Mar 9th, 2016 | Di Altri | Categoria: Breaking News


IAB Italia prende posizione sul fenomeno dell’AD Blocking e si schiera a favore di chi si impegna a realizzare una “buona advertising” che rispetti l’utente e renda piacevole la user experience.

AD Blocking è una pratica controproducente in primo luogo per tutti i player dell’advertising online che non riescono a raggiungere i consumatori pur creando formati e prodotti accattivanti e rispettosi dei desideri degli utenti. Soprattutto, però, bloccare i contenuti pubblicitari risulta dannoso per gli utenti finali, nel medio e nel lungo periodo, perché mette a rischio l’accesso a notizie, informazioni e contenuti di qualità, resi possibili anche grazie all’advertising; quest’ultimo, infatti, ripaga larga parte dei costi legati a un’offerta di contenuti e servizi.
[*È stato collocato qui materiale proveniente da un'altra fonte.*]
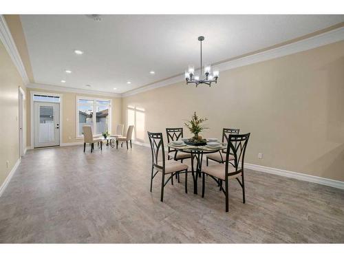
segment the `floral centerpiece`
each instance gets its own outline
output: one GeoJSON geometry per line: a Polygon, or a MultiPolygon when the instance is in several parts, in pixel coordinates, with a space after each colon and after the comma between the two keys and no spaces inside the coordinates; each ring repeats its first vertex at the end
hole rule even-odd
{"type": "Polygon", "coordinates": [[[190,130],[191,133],[193,134],[193,137],[187,140],[185,143],[191,145],[205,145],[206,144],[206,140],[202,139],[200,133],[202,132],[205,129],[208,129],[202,125],[202,122],[206,121],[208,118],[200,118],[196,114],[196,112],[193,113],[191,120],[184,123],[185,126],[190,130]]]}
{"type": "Polygon", "coordinates": [[[104,137],[104,139],[106,139],[107,136],[109,136],[109,131],[105,131],[104,133],[102,133],[103,137],[104,137]]]}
L’Associazione crede fortemente che la soddisfazione dell’utente sia uno degli obiettivi principali e primari da perseguire in tutti gli ambiti, soprattutto in questo contesto, e si impegna nel fare in modo che tutti gli attori della Industry mostrino una rinnovata attenzione verso una “buona pubblicità online” che possa consentire una corretta e naturale fruizione dei contenuti.
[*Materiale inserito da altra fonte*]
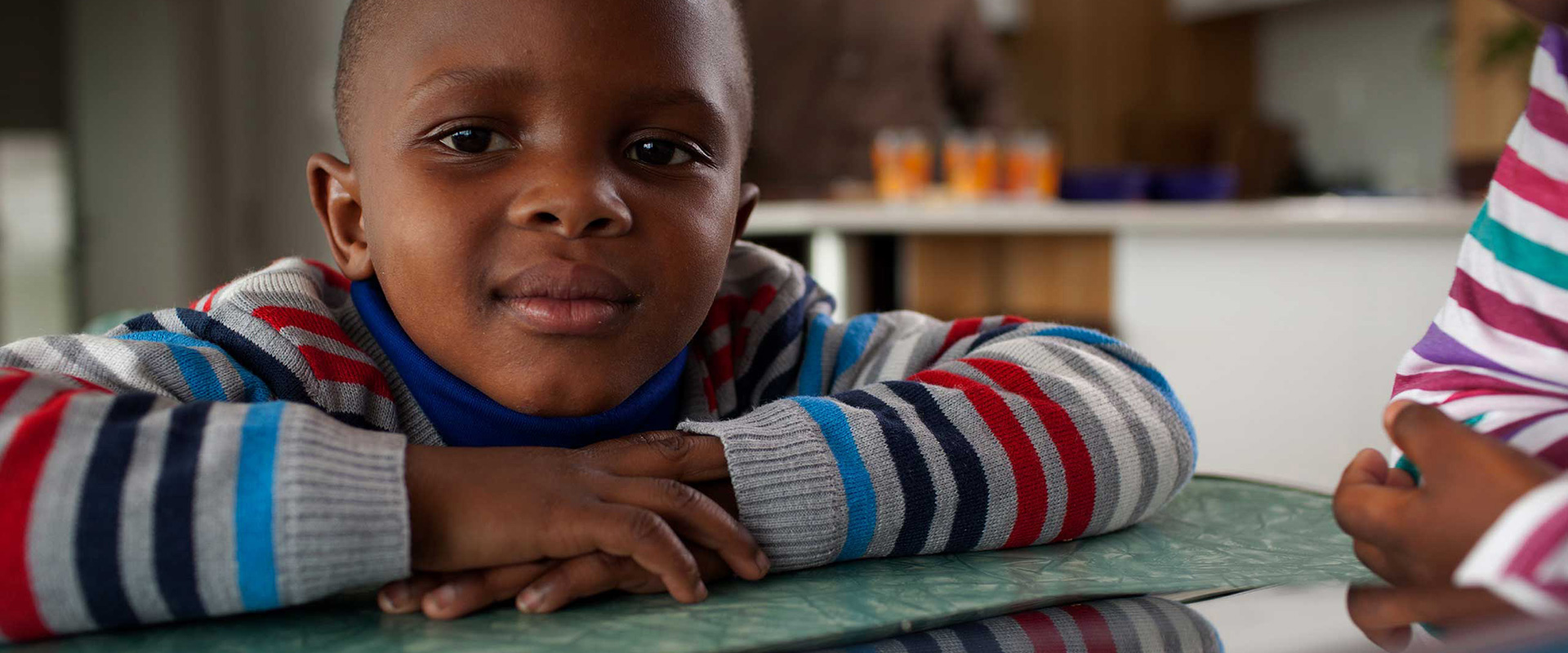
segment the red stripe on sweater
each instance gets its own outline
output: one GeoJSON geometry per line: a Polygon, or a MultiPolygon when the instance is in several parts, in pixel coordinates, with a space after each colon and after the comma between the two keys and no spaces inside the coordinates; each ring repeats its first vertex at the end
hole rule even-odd
{"type": "Polygon", "coordinates": [[[0,586],[5,587],[0,592],[0,633],[11,640],[53,636],[33,597],[27,570],[27,523],[44,460],[60,434],[60,420],[71,398],[83,391],[58,391],[24,417],[0,457],[0,586]]]}
{"type": "Polygon", "coordinates": [[[1046,434],[1057,445],[1057,456],[1062,457],[1062,471],[1068,479],[1068,509],[1062,518],[1062,532],[1055,534],[1051,540],[1082,537],[1083,531],[1088,529],[1090,518],[1094,517],[1094,459],[1090,457],[1088,446],[1083,445],[1083,434],[1079,432],[1077,424],[1073,423],[1073,418],[1062,404],[1051,401],[1040,390],[1040,384],[1035,382],[1027,370],[1004,360],[961,360],[985,373],[1002,390],[1029,399],[1029,406],[1035,407],[1040,423],[1046,426],[1046,434]]]}
{"type": "Polygon", "coordinates": [[[381,370],[376,370],[372,365],[361,363],[354,359],[345,359],[309,345],[301,346],[299,354],[303,354],[304,360],[310,363],[310,371],[315,373],[317,379],[364,385],[376,395],[387,399],[392,398],[392,388],[387,387],[387,379],[381,376],[381,370]]]}
{"type": "Polygon", "coordinates": [[[1530,127],[1559,143],[1568,143],[1568,108],[1540,89],[1530,89],[1530,103],[1524,108],[1530,127]]]}
{"type": "Polygon", "coordinates": [[[1057,631],[1057,623],[1041,612],[1024,612],[1011,615],[1013,622],[1024,630],[1024,637],[1029,637],[1029,645],[1035,647],[1035,653],[1063,653],[1068,650],[1068,642],[1062,640],[1062,633],[1057,631]]]}
{"type": "Polygon", "coordinates": [[[1018,515],[1013,520],[1013,532],[1007,536],[1007,543],[1002,547],[1018,548],[1035,543],[1046,523],[1046,471],[1040,465],[1035,443],[1024,432],[1013,410],[1002,401],[1002,395],[978,381],[942,370],[927,370],[911,376],[909,381],[963,390],[991,434],[1002,443],[1007,462],[1013,467],[1018,515]]]}
{"type": "Polygon", "coordinates": [[[343,327],[339,326],[337,321],[315,315],[309,310],[285,305],[263,305],[252,310],[251,315],[260,318],[267,324],[271,324],[273,329],[278,329],[279,332],[282,332],[284,327],[304,329],[323,338],[337,340],[339,343],[359,351],[359,346],[354,345],[353,340],[348,340],[348,334],[343,332],[343,327]]]}
{"type": "Polygon", "coordinates": [[[1568,216],[1568,193],[1563,193],[1563,182],[1551,179],[1546,172],[1532,168],[1519,158],[1519,152],[1513,147],[1505,147],[1502,150],[1502,160],[1497,161],[1497,175],[1493,177],[1504,188],[1513,191],[1513,194],[1523,197],[1537,207],[1541,207],[1557,216],[1568,216]]]}
{"type": "Polygon", "coordinates": [[[1563,343],[1568,343],[1568,323],[1510,302],[1508,298],[1480,285],[1474,277],[1465,274],[1463,269],[1454,274],[1454,287],[1449,288],[1449,296],[1465,310],[1480,316],[1493,329],[1554,349],[1560,349],[1563,343]]]}
{"type": "Polygon", "coordinates": [[[953,343],[978,334],[982,321],[983,318],[964,318],[955,321],[953,326],[947,329],[947,340],[942,340],[941,351],[947,351],[947,348],[953,346],[953,343]]]}
{"type": "Polygon", "coordinates": [[[1116,653],[1116,636],[1110,634],[1110,625],[1105,623],[1105,615],[1099,614],[1098,609],[1079,604],[1066,606],[1063,611],[1073,617],[1073,623],[1077,623],[1079,633],[1083,634],[1083,650],[1116,653]]]}
{"type": "Polygon", "coordinates": [[[320,269],[321,277],[326,279],[326,283],[331,285],[332,288],[348,290],[351,282],[348,280],[348,277],[343,276],[343,272],[339,272],[337,269],[328,266],[326,263],[314,262],[309,258],[306,260],[306,265],[320,269]]]}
In sinergia con IAB Europe, l’Associazione ha deciso di procedere con una serie di attività mirate; in particolare, ha avviato un tavolo di lavoro, a cui partecipano 12 associati tra cui anche gli editori, che ha come primo obiettivo la realizzazione di un White Paper dedicato al tema.
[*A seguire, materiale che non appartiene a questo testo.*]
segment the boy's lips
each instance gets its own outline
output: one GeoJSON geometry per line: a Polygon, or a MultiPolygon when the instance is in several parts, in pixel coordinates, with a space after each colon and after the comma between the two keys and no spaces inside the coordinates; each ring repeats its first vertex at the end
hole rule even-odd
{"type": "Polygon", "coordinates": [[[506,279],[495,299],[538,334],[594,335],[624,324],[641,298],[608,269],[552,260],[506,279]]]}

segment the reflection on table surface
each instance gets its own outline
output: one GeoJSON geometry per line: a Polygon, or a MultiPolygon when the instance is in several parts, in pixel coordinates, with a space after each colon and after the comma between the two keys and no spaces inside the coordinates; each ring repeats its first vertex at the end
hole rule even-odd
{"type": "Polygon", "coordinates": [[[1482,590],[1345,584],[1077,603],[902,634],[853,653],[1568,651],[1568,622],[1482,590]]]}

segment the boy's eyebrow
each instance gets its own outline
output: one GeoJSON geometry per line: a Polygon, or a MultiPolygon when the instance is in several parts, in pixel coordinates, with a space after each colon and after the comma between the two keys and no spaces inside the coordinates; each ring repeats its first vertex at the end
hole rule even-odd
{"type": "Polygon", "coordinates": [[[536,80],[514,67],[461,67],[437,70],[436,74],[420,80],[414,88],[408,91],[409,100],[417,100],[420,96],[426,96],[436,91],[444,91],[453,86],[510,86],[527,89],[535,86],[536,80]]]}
Il White Paper studierà dimensioni, dinamiche e conseguenze di questo fenomeno e degli strumenti di AD Blocking, offrendo un quadro definitorio e una stima dell’impatto per il mercato pubblicitario online. È prevista anche una sezione con consigli per gli editori ed esperienze – anche internazionali – di chi sta già provando a contrastare il fenomeno.